# Are You ready for winter?



## chadpole (Oct 12, 2007)

This is a little stack of firewood and smoking wood that I have gathered for winter. Do you think I will have enough?


----------



## Deer Meat (Oct 12, 2007)

Not if you own one of those jet powered fire starters.

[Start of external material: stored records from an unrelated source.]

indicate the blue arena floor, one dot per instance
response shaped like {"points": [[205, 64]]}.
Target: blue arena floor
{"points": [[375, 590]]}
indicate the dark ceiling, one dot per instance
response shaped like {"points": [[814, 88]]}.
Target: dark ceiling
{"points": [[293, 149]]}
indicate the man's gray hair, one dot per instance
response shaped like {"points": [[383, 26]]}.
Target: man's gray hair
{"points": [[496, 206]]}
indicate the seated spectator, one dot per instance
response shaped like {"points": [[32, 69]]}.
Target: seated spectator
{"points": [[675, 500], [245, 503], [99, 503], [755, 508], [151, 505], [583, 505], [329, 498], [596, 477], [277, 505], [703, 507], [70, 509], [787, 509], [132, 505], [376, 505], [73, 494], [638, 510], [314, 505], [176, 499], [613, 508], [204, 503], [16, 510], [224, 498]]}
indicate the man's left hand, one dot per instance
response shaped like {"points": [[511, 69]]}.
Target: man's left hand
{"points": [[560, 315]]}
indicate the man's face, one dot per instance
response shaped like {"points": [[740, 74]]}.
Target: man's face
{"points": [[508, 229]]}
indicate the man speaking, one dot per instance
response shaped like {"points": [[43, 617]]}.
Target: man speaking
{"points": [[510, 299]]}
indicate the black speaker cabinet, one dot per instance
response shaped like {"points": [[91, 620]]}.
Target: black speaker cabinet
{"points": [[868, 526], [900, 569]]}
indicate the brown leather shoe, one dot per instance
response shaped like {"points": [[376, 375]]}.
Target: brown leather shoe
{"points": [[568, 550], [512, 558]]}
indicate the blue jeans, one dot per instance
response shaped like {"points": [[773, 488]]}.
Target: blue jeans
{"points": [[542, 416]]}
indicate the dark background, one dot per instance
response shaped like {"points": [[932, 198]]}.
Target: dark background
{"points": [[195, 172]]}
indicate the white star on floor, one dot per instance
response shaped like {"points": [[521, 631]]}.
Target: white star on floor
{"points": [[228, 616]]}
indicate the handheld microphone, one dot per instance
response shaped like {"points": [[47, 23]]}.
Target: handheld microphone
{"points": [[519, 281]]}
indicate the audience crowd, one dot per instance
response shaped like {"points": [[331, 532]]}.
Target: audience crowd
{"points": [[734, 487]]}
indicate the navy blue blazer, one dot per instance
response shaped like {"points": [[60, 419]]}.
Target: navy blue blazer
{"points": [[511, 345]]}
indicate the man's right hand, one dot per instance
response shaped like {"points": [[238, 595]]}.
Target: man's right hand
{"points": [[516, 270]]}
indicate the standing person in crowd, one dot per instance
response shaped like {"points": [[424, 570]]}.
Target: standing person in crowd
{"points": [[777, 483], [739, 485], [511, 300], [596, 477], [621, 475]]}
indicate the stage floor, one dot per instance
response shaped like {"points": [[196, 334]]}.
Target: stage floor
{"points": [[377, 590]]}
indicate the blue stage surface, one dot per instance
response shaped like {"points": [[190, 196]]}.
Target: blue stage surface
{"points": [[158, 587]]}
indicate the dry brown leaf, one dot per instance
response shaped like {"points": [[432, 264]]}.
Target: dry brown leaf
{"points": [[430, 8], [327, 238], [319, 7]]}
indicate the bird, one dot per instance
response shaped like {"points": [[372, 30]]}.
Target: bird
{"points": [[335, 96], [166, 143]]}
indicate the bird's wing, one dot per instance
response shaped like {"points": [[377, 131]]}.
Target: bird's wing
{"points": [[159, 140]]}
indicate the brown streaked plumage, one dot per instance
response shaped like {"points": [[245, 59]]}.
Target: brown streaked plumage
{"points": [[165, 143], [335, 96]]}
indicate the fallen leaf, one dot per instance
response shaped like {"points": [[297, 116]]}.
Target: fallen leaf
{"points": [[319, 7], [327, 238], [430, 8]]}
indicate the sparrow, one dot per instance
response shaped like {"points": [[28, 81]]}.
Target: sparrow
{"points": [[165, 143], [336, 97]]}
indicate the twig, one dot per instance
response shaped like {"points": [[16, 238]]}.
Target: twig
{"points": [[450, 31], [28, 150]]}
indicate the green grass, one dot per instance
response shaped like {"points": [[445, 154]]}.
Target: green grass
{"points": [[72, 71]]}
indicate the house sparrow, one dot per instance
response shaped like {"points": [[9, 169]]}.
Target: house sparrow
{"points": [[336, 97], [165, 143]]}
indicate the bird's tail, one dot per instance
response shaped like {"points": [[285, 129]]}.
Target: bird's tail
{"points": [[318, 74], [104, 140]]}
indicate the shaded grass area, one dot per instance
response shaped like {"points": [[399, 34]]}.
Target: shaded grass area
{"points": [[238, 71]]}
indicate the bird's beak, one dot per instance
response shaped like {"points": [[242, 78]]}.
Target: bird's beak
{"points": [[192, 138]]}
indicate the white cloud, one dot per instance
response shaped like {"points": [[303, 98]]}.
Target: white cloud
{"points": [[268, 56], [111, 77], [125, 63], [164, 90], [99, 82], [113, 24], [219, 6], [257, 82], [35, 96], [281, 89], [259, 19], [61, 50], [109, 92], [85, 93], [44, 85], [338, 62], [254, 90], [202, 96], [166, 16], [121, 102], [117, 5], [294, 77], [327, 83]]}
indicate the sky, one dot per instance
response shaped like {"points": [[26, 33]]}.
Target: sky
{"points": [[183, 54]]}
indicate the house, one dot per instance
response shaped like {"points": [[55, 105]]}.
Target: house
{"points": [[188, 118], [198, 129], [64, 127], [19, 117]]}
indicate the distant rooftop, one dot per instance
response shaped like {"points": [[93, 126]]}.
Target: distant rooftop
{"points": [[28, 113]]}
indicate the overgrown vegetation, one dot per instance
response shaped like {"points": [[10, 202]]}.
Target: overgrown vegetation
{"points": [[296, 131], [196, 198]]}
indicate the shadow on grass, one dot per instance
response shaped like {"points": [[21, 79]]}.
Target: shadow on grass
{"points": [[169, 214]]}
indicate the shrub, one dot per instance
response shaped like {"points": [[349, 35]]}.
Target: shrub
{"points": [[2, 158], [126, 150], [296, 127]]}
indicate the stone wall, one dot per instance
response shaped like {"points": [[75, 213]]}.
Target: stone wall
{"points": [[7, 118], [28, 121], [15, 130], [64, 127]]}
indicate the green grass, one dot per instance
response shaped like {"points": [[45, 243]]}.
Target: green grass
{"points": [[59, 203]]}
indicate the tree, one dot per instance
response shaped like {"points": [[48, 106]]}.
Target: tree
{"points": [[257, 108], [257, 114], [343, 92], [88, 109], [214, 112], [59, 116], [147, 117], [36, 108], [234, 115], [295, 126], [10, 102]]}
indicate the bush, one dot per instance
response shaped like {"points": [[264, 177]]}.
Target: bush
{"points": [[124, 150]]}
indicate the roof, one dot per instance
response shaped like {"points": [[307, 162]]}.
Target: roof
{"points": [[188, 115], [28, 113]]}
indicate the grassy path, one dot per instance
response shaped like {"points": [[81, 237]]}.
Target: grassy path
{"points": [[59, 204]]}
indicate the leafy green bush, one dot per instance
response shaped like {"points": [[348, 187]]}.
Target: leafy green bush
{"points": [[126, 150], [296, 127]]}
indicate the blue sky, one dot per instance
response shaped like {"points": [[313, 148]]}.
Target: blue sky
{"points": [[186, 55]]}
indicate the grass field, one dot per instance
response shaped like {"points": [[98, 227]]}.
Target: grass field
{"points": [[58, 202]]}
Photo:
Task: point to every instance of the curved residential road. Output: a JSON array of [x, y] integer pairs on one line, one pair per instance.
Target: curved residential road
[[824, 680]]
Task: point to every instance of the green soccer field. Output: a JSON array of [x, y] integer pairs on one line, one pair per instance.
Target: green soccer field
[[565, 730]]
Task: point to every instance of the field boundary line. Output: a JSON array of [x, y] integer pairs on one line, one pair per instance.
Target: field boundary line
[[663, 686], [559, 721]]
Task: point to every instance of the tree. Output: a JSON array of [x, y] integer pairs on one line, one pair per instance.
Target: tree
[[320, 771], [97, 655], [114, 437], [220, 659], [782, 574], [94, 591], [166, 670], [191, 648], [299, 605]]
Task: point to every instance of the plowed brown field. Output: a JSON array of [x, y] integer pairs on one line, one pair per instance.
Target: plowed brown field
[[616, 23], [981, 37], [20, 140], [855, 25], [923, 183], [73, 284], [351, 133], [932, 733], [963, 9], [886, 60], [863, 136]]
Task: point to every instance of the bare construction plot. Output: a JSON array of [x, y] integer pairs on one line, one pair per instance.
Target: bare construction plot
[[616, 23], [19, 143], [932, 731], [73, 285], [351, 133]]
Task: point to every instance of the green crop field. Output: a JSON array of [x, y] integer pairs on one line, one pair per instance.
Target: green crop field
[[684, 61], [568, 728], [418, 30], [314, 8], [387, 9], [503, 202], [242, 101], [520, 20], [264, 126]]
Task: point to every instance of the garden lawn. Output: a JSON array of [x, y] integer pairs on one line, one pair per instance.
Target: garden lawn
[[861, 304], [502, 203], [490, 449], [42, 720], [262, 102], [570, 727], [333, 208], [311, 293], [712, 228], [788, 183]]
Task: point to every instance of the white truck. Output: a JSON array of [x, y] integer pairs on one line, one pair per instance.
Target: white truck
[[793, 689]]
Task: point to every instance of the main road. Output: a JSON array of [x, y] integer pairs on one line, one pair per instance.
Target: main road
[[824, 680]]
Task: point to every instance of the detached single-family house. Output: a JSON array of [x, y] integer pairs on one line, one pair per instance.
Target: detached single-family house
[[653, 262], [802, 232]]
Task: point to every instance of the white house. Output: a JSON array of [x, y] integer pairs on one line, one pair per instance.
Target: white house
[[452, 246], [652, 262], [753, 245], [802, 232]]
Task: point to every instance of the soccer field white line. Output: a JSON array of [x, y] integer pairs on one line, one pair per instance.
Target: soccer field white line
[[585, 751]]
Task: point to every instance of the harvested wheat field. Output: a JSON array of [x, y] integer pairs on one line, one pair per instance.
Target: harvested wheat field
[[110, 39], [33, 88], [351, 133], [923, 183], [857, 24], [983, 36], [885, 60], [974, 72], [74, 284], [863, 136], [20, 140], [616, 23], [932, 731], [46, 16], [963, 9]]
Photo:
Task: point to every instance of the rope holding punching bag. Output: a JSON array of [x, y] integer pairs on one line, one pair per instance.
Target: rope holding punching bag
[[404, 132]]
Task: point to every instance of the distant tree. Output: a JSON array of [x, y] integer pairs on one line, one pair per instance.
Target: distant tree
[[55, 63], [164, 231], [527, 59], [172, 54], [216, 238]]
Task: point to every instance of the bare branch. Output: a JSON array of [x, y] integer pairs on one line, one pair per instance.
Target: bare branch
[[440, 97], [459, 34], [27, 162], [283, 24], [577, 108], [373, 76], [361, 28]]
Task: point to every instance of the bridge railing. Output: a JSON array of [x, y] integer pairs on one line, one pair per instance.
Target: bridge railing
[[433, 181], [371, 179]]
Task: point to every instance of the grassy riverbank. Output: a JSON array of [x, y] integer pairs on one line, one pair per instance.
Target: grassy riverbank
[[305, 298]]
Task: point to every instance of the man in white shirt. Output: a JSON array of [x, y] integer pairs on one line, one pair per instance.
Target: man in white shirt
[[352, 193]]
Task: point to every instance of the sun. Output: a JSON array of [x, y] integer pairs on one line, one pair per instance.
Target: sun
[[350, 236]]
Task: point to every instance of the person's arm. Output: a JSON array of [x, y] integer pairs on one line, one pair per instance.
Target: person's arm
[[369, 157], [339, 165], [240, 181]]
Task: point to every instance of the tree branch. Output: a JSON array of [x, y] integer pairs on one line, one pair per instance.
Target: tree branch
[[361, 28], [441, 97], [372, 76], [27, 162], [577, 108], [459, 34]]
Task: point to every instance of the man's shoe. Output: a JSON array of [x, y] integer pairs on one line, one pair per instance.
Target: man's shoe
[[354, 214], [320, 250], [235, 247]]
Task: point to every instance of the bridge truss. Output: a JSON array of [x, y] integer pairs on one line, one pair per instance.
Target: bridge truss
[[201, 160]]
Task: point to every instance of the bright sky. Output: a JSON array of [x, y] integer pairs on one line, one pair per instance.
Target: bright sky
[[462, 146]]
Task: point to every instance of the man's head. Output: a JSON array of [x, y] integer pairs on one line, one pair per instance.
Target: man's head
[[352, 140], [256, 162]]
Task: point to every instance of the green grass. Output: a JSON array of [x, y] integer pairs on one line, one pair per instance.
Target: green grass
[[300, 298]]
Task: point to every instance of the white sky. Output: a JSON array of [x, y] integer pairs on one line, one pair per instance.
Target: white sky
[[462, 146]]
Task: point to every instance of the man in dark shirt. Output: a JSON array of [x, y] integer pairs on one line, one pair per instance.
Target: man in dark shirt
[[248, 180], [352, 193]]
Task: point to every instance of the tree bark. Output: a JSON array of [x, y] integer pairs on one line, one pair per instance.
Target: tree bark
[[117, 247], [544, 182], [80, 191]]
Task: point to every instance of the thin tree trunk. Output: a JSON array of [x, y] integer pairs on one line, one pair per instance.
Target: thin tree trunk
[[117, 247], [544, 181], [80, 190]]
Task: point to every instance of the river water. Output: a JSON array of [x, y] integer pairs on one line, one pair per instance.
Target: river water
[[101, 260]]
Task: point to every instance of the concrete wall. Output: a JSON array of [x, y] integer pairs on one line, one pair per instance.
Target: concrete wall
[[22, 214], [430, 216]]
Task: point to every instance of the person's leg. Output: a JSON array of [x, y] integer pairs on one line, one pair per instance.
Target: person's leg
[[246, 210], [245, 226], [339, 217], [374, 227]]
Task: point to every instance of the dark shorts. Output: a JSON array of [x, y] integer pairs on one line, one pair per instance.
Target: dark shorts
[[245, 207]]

http://www.funnyvideoshack.com/video...et-Engine.html


----------



## chadpole (Oct 12, 2007)

My little stack wouldn't last very long with that thing,LOL.  Ya'll ,sorry for the numerous posts but I couldn't figure out how to post all the pictures in one post,(Dummy me) Been trying to post these pictures since 11:00 this morning and finally Terry called me up and walked me through it. He's such a great guy. Ya'll don't be so hard on him,LOL


----------



## bigarm's smokin (Oct 12, 2007)

*Ok Paul, I will admit it, yours is bigger. (the wood pile damn it, the wood pile) 
	

	
	
		
		



		
			














 haha, glad you got the pictures figured out. It is maddening at times! Here is mine,(wood pile), its usually bigger, its been used quite frequently this fall. 
	

	
	
		
		



		
		
	


	







*


*Is this why I get all that flack??? Terry -----yes, thats lots of cow sh*t around Buddy, thats ok, I like the smell, it smells like home. 
	

	
	
		
		



		
		
	


	



*


----------



## gypsyseagod (Oct 12, 2007)

is the dog guarding that pile ??? ( the wood- not the other... either way- good dog).. lmao


----------



## bigarm's smokin (Oct 13, 2007)

* Dang Paul, I only saw this post and I couldn't figure out what you meant about the numerous post, now I get it, you've covered the board! 
	

	
	
		
		



		
		
	


	









 thanks for the kind words but a certain, "Pigcicles" (don't worry Joe, I won't mention your name) , will never let me live it down. 
	

	
	
		
		



		
		
	


	









  haha, Terry*


----------



## pigcicles (Oct 13, 2007)

Not a word from me Terry. You did a good thing...  you get an Atta Boy!


----------



## goat (Oct 13, 2007)

Chadpole, yours really dwarfs my paltry pile that I cut last week.  On the left is oak, which is for watching dinasoar TV, and the right is mesquite for cooking.  I know where some more wood is when the time comes, and it will not be covered with snow.


----------



## deejaydebi (Oct 13, 2007)

Well when we all run out we'll just give you a holler Chadpole!


----------



## bigarm's smokin (Oct 13, 2007)

*  Hey Daryle, you sure live in some nice country. 
	

	
	
		
		



		
		
	


	





   I was on your web site. I am very impressed. 
	

	
	
		
		



		
		
	


	





 Is it possible to get your summer sausage shipped to Montana?  I would sure like to try it.  Terry*


----------



## goat (Oct 14, 2007)

I don't see why not.  I have not made any yet, but when I do, I will let you know.


----------